「廉くん、廉くん。もしもーし。……帰ってこーい」

目開けたまま寝てるのかなという宮原の呟きではっとした。

「やっと帰ってきた。今日ずっとぼんやりしてるよ。大丈夫?」

「ああ、大丈夫……」

宮原ははあと息をつき、ビニール袋をおれの机に置いた。

「昼食だ。

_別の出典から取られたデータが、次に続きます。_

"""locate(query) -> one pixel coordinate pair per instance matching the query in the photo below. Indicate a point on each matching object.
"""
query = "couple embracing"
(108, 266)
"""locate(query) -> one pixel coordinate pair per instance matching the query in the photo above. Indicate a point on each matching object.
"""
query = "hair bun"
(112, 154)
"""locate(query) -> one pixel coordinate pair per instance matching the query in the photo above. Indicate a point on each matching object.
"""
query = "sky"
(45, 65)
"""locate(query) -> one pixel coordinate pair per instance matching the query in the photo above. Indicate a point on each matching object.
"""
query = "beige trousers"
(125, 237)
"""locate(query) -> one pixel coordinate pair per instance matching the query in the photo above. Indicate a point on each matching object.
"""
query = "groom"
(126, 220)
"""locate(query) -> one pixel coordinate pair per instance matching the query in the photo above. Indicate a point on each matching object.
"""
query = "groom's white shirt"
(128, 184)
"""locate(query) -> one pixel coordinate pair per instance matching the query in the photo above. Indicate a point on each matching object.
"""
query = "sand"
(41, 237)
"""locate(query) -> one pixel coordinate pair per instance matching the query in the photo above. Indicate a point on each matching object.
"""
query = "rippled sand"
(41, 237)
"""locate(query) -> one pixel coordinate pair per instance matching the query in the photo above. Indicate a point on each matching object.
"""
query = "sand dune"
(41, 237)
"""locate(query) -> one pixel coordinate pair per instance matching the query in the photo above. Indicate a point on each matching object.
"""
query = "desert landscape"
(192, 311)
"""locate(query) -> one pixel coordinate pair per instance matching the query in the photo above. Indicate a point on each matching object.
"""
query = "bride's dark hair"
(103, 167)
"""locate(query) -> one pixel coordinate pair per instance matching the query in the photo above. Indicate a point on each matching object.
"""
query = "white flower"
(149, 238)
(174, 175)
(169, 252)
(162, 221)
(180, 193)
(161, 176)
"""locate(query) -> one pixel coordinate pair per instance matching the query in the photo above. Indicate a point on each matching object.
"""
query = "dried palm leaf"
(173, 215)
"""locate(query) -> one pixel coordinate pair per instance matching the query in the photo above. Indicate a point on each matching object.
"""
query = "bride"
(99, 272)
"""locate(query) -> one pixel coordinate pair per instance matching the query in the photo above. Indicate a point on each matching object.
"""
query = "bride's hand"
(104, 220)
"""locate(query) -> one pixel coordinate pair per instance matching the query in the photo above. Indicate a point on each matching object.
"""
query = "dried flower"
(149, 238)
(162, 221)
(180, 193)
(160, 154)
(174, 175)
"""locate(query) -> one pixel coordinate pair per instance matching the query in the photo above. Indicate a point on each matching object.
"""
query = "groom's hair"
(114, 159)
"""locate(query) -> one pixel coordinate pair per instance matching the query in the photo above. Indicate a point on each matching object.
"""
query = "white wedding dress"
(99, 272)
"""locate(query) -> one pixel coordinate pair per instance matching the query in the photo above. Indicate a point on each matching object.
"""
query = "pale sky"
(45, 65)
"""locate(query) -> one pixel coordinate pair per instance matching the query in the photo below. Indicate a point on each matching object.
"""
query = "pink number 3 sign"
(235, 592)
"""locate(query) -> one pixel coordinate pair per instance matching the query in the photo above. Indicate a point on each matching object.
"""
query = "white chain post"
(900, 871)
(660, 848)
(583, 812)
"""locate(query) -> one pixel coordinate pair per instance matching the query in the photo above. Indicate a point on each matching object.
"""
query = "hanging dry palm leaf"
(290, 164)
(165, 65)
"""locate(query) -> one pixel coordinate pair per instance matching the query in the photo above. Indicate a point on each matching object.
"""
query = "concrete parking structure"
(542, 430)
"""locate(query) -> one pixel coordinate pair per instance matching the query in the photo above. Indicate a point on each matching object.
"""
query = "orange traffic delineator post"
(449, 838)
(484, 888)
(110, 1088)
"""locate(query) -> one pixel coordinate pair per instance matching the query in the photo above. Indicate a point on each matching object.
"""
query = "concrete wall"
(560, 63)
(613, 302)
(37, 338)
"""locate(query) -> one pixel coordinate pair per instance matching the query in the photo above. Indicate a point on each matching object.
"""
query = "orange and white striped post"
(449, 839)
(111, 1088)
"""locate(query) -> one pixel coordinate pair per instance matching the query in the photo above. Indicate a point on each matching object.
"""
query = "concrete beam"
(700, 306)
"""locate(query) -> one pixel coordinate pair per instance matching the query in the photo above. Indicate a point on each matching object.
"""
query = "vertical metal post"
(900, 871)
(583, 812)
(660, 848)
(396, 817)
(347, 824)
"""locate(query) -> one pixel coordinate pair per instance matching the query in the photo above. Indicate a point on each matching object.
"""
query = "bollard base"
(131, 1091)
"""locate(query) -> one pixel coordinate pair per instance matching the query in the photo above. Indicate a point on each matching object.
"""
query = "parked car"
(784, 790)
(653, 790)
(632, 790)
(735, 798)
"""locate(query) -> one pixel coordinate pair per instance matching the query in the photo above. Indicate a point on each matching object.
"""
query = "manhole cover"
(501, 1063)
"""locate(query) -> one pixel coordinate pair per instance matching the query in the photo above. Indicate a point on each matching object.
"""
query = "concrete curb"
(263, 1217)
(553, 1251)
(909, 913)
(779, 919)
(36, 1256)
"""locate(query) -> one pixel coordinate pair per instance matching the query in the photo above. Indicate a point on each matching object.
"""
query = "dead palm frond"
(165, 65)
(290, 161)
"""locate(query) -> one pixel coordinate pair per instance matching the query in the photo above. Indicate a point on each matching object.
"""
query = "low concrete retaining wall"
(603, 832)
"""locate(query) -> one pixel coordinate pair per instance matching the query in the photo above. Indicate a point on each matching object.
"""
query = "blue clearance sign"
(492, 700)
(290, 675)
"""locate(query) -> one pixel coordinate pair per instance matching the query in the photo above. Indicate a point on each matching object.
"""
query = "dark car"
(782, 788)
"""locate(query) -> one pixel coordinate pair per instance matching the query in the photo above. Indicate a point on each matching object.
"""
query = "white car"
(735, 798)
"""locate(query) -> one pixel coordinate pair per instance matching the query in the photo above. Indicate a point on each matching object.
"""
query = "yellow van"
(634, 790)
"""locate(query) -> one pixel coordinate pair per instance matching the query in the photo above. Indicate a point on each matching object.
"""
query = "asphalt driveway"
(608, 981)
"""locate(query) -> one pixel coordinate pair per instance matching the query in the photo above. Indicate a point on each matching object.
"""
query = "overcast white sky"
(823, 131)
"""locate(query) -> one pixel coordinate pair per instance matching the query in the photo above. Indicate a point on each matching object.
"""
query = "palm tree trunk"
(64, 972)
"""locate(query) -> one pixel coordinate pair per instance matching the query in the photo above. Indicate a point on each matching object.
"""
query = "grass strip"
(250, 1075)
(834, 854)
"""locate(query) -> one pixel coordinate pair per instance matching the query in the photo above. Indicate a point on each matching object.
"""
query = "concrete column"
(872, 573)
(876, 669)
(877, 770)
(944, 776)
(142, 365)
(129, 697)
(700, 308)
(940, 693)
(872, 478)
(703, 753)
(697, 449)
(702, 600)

残った五十円はちょうだいするよ」

「残った?」

「なんか買いに行くよって言ったら、廉くん、なにか適当なもの買ってきてくれって四百円よこしたでしょう」

「……ああ、そうか。悪い、ありがとう」

「別にいいけど……」

宮原は言ったあと、自席から椅子を持ってきた。

「なにかあったのかい? 寝不足? 悩みごと?」

「考えごと、願いごと、寝不足」

なんかいっぱい、と宮原は苦笑した。

「なにを考えて願ってるの?」

「利己的なことだ」

「へえ。廉くんが自分のことでそれまで考え込むとは、大事のようだね」

「おれはいつだって自分のことしか考えてないよ」

廉くんがそうなら僕はどうなるんだと宮原は苦笑した。

おれは宮原が持ってきたビニール袋の中身を取り出した。

おれが頻繁に購入している惣菜パンと飲み物だった。

おれはパンを開封し、空いた隣の席へ目をやった。

そろそろ面白くなってくるわよ、神様――。

昨日の別れ際、笑顔で並べられた言葉が頭から離れない。